Впрочем, в его крымских работах немало сделано по восточному рецепту. Здесь и вправду почти нет теней. А если встречаются, то деликатные, едва заметные. Сами пейзажи кажутся пустынными и вневременными: присутствие человека почти не ощущается. Природа спокойна и величественна. Волошин не изображает бурь, подобно Айвазовскому, и не использует сочные краски, как Богаевский. Его картины медитативны, что в принципе типично для ориентального искусства. Драматический оттенок вносит лишь луна — частый гость киммерийских пейзажей. Она отсылает к мистическим прозрениям прерафаэлитов, творчество которых Волошин ценил за попытку ускользнуть из-под гнета европейской традиции.
Его вряд ли можно назвать чистым приверженцем Востока. Как ни странно, скупые на краски крымские акварели — скорее аллюзия на северные пейзажи. Для Макса фактически существовало разделение: западная часть Крыма, Таврида, в культурном плане ассоциировалась с югом. А близкая его сердцу восточная область, Киммерия, — с суровой, холодной северной природой. В поэтических строках он часто обращается к образу полыни: здесь и горькая трава Коктебеля, которая «хмельна моей тоской», и «полынный дух и жесткий треск цикад», и «серебро полыни / на шиферных окалинах пустыни»...
Север, с его бескрайними степями (а не сочный, утопающий в дурмане цветов юг) был идеалом этого образованного европейца, всегда остававшегося русским.
Неудивительно, что Волошин, наделенный множеством талантов, всерьез увлекся живописью.

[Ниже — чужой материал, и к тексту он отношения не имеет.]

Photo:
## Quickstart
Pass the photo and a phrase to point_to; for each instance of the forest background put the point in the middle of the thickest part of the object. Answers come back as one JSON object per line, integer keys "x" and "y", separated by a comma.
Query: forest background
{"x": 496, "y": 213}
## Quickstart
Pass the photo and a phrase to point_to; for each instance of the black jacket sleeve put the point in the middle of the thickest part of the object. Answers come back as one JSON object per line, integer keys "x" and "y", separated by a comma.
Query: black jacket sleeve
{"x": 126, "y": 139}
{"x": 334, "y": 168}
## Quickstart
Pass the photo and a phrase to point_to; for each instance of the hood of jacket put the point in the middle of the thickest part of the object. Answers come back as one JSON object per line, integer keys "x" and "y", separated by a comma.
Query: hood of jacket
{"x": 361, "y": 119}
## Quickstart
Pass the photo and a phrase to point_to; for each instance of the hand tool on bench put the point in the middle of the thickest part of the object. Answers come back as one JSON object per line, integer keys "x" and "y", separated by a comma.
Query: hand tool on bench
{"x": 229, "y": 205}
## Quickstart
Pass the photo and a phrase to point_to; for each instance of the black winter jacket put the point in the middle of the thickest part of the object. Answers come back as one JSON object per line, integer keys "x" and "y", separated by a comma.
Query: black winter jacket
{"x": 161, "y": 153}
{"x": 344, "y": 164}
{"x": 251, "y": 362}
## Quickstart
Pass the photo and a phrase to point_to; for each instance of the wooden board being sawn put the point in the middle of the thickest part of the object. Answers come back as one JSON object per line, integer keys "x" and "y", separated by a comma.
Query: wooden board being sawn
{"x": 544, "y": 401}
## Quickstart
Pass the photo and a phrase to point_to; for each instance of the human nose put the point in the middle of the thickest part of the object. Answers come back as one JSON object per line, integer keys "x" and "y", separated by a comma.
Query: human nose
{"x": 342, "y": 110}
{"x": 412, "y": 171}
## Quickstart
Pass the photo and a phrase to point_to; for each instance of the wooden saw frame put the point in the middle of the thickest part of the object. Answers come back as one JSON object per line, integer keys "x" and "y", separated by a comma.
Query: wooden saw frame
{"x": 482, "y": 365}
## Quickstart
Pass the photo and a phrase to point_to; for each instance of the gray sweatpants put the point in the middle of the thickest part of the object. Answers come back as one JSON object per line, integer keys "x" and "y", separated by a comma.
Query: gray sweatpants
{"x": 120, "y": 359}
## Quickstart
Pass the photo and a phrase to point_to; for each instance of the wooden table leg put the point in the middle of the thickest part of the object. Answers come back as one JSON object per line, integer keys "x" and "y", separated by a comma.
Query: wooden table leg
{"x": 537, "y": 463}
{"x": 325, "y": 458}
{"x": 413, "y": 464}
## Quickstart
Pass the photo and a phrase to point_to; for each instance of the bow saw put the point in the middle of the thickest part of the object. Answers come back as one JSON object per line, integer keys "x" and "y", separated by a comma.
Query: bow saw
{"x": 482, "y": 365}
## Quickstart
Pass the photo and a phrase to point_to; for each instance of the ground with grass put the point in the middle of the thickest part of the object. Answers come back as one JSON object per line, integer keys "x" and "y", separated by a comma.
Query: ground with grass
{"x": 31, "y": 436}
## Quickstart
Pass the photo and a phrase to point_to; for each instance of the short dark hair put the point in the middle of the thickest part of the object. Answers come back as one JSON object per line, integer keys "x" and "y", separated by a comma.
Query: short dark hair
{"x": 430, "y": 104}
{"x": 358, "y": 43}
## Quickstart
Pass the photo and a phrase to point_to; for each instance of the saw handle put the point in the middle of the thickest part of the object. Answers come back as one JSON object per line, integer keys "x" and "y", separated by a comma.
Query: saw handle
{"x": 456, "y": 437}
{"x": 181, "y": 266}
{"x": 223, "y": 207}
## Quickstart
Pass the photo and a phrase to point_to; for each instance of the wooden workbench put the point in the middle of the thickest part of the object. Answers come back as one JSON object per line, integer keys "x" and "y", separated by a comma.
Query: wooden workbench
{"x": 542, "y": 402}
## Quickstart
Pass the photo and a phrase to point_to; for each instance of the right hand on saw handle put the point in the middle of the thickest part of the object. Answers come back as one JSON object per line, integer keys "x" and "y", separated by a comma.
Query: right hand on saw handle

Подобно многим неординарным людям, он обладал цветным слухом, о котором писал Набоков. Последний отмечал, например, что «О» похоже по цвету на миндальное молоко, а «Ф» — пыльно-ольховое. Волошин же в одной из дневниковых записей вспоминал: как-то за столом зашел разговор о цветах каждого человека. Макс тут же охарактеризовал Тютчева. Тот — фиолетовый, близкий к синему: «цвет просвечивающей бездны». Кто же еще мог обратиться к живописи, как не подобный уникум, посвятивший исследование цветовой символике русских икон? Гений масштаба столь нелюбимого им Возрождения.